I just ran scap deploy --service-restart

That didn't help anything. Still seeing this error in the logs. I've confirmed that new code was in fact deployed to scb2002 and for some reason uwsgi is just not using it.

Here's some IRC:

[16:43:36] <mutante> halfak: done.. how is it now?
[16:43:50] * halfak watches the errors suddenly stop on codfw
[16:43:54] <halfak> checking on grafana
[16:45:31] <halfak> mutante, it's looking good. 
[16:45:34] <mutante> yay!
[16:45:39] <halfak> Thanks so much :))))) 
[16:45:48] * halfak continues to monitor
[16:45:55] <mutante> you're welcome ! i'll hop on a bus now but i'll have wifi, heh
[16:46:27] <halfak> I'm gonna buy you the biggest beer (or equivalent) next time I see you :) 
[16:47:20] <mutante> i'll be back in a little 
[16:47:29] <mutante> halfak: ok :)
[16:47:34] <mutante> alright
[16:47:46] <halfak> mutante, confirmed no errors on eqiad. 
[16:47:50] <halfak> Declaring victory
[16:48:46] <mutante> sweet!

So switching back to eqiad saved us for now.

Have we figured this out yet ?

FWIW, I think one important step was missed in the above sequence of actions, which is reverting the deploy. Whatever was deployed should have been un-deployed ASAP and then, assuming that did not work, the traffic rerouted back to eqiad.

Hey @akosiaris. Thanks for your thoughts on this. From what I could tell at the time, the deploy system (scap) had failed -- not the code that was deployed (new code was running in some but not all places -- only affected one datacenter), so I did not have faith that a rollback deploy would have addressed the issue as opposed to making it worse. It was clear that a switch to EQIAD would guarantee recovery. In hindsight, I don't think it was scap, but rather some configuration difference between CODFW and EQIAD.

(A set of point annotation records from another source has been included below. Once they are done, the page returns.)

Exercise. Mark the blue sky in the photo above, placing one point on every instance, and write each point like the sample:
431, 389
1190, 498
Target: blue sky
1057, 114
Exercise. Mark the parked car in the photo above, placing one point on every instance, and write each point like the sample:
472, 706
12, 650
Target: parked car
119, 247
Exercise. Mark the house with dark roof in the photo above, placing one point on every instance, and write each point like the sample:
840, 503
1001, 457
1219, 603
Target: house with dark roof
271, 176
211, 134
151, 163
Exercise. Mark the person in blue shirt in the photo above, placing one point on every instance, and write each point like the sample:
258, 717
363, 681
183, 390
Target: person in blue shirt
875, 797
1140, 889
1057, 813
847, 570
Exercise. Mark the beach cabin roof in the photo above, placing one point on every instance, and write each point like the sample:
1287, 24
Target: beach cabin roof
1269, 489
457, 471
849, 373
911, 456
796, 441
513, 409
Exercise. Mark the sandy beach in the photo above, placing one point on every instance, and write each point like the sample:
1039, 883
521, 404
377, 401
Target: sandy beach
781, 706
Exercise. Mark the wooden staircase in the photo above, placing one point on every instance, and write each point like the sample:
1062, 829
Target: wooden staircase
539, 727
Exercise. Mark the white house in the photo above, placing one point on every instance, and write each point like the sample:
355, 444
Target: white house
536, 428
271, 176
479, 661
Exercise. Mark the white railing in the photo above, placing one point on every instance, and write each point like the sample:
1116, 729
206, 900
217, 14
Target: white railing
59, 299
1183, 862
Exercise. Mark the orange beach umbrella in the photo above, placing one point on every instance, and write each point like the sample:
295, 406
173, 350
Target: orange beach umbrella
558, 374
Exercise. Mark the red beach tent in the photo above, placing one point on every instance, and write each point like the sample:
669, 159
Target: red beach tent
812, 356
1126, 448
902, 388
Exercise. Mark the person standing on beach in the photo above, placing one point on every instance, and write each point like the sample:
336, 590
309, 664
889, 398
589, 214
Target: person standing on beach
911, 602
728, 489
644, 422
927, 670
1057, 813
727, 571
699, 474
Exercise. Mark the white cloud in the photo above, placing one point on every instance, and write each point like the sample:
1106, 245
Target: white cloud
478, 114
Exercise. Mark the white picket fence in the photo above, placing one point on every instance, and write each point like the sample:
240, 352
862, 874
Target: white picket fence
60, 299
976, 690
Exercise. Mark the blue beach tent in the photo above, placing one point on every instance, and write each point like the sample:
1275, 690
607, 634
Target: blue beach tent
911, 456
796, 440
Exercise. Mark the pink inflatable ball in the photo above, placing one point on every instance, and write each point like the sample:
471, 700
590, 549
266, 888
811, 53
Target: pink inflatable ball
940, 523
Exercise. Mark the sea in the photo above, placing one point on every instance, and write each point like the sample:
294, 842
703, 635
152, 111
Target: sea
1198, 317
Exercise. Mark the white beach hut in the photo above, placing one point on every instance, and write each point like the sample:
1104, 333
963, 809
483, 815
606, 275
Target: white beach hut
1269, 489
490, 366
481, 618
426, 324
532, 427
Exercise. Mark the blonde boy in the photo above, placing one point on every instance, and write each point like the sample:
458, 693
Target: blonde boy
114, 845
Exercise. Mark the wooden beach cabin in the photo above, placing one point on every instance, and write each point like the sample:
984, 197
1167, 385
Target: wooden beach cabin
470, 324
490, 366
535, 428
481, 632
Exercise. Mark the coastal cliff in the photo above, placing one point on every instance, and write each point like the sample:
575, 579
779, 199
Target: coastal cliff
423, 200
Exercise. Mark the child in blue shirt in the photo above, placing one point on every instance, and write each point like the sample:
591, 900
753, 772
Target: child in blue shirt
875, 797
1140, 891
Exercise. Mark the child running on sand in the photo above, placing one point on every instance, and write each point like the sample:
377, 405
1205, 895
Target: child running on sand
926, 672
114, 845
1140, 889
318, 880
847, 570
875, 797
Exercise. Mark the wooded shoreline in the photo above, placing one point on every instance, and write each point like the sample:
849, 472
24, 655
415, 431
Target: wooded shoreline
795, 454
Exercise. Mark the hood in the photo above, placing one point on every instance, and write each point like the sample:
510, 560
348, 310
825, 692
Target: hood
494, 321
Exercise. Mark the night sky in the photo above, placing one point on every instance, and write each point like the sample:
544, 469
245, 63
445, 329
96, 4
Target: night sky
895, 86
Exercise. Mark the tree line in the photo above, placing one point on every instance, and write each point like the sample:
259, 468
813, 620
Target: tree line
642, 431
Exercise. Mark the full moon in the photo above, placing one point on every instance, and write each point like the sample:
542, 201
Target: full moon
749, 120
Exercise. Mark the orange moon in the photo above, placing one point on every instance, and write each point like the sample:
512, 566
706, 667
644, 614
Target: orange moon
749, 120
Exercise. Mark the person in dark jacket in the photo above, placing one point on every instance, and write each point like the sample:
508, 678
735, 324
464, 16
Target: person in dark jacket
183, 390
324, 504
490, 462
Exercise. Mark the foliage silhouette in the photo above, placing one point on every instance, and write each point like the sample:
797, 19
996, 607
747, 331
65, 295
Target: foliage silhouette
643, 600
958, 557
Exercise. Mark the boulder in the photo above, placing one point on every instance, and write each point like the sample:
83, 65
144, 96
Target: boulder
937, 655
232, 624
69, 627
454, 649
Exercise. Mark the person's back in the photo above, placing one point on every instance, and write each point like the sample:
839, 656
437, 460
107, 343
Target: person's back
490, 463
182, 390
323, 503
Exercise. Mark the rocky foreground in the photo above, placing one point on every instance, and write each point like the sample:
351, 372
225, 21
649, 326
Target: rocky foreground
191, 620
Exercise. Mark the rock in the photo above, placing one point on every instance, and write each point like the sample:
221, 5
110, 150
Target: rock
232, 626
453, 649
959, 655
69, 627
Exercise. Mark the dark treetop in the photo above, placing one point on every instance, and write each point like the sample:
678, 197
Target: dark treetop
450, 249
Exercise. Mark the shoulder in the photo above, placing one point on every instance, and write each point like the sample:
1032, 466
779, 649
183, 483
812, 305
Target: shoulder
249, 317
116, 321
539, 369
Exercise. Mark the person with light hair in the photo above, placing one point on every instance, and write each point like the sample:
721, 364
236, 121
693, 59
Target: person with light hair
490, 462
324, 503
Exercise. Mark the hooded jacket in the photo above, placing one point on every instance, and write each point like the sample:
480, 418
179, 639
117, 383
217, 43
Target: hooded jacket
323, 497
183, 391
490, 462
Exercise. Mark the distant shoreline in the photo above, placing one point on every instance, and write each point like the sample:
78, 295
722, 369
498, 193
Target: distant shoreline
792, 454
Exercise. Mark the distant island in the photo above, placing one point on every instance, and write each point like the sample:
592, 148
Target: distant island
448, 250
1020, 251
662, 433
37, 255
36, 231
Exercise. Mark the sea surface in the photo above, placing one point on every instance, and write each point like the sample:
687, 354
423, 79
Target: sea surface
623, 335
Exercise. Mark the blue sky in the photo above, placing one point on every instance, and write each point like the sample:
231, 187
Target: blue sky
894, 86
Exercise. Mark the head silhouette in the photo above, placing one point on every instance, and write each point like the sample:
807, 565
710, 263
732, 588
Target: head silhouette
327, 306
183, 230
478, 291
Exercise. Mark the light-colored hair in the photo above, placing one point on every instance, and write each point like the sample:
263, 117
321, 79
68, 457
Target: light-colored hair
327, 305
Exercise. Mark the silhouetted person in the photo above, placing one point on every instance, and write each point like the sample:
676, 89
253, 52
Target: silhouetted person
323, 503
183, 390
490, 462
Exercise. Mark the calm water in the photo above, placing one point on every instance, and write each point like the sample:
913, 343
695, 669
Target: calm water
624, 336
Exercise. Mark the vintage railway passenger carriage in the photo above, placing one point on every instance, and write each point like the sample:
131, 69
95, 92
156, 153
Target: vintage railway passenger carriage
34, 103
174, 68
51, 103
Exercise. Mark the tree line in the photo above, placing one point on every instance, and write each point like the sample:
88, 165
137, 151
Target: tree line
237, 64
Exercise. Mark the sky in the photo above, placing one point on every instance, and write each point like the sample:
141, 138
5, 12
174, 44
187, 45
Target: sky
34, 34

Oh and to answer your question, the issue is resolved with redirecting traffic to EQIAD, but we still don't know what caused the problem. See T163950: Investigate failed deploy to CODFW

Yes, I get why a rollback did not feel like a solution at that point in time. That being said, experience has shown more than once that a rollback that seems like it would not have fixed the issue, actually did. Which would have happened in this case as well from what I gather from T163950. Anyway, I am happy we figured out the cause of the issue (and have a plan to finally fix that cause).